Azeez is not just using his head to score goals. The former AFC Wimbledon and Cambridge United striker has always been a willing learner. He knows practice makes perfect and the training ground work at Dartford has clearly paid off.
It’s that desire to improve, to be the best version of himself that he can that is bringing the best out of a forward who - like his manager Steve King - knows he can get even better.
“I’m always one for hard work pays off,” said Azeez. “I’ve always been like that. I’ve always worked hard at anything I do. When you score goals and create goals, from things you do in training, and as players from the bits you do at the end, it is always nice and rewarding.
“It’s a start, I just want to keep carrying on this season. I feel blessed to have scored this amount of goals, we’re winning and we’re top of the league but we can’t get complacent, either individually or as a team.
“We’ve got to keep working hard, every day in training and in every match. We need to show why we’re top and keep going, that’s really important.
“I know I’ve still got loads of things to work on, and I want to work on it. That’s the first thing, you have to see and realise the things you’re good at and work at them, then the things you’re not so good at you have to work even harder. The more I work on it, the better we’ll be as a unit. I’m going to keep doing it and see where it gets us.”
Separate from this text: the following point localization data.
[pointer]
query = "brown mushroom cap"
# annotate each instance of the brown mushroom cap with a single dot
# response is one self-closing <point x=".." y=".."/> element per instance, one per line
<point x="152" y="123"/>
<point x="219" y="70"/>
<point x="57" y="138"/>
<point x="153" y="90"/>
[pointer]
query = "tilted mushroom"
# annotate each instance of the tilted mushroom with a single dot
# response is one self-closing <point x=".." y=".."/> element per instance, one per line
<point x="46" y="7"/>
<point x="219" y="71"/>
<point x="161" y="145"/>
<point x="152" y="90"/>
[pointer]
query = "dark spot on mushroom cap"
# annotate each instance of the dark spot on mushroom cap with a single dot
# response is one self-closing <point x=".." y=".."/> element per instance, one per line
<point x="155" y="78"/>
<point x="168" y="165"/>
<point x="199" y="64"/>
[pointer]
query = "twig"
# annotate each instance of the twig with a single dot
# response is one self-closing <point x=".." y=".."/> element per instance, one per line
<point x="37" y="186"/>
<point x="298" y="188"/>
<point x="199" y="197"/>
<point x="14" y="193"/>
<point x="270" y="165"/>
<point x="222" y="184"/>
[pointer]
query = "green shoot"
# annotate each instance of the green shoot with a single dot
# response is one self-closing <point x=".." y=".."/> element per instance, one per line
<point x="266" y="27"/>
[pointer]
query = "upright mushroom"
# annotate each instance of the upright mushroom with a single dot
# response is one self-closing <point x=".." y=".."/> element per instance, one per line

It’s a different Azeez to the one who tried hard to impress for Dover in the National League last season. But, it was a season to forget in more ways than one for Azeez who, like many of his team-mates, struggled in a stop-start campaign that was eventually cut short by Whites chairman Jim Parmenter.
Azeez is not the type to dig out a former club, but he recognises the differences this time around at Dartford. Fighting at the top of the division below certainly brings a more positive outlook than struggling for results in non-league’s top flight.
“It was a big factor to come here and enjoy my football,” he said. “It was a no-brainer to sign here, it’s close to home and everything made sense.
“No disrespect to Dover but it wasn’t good on the field or off the field, the way the club was being run, certain things just weren’t ideal and it probably did affect us on the pitch. But coming here is completely different. It’s very professional and that’s what you want.
“It was hard at Dover. I remember playing against Dartford in pre-season and looking back now you couldn’t tell who the team was in the league above. I think we won but the scoreline didn’t reflect what Dartford did to us that day. It’s nice to be in a team now where everything flows and we create a lot of chances.
“Every player is a confidence player, if you’re confident your game goes to another level. But as a striker you get your confidence from, no matter how well you play, scoring.
“If you ask a striker who isn’t scoring that will always be in the back of their head. If you’re a striker and you’re scoring then you feel like you’re going to genuinely score in every game. That’s not an arrogance, it’s just a belief that no matter what happens I will get a chance to help my team and score.”
Which leads Azeez nicely on to his targets for the campaign. He’s not going public but with seven goals already to his name, there’s every chance Dartford’s leading marksman will match his ambitions.
“I’ve got a target but I’m trying not to think about it,” smiled Azeez. “I’m taking every game as it comes and I’ll let you know when I get to the target!”
National League South leaders Dartford travel to managerless Welling this Saturday.
Former Gills boss Steve Lovell quit as Welling manager on Monday after losing at home to Harrow in the FA Cup last weekend.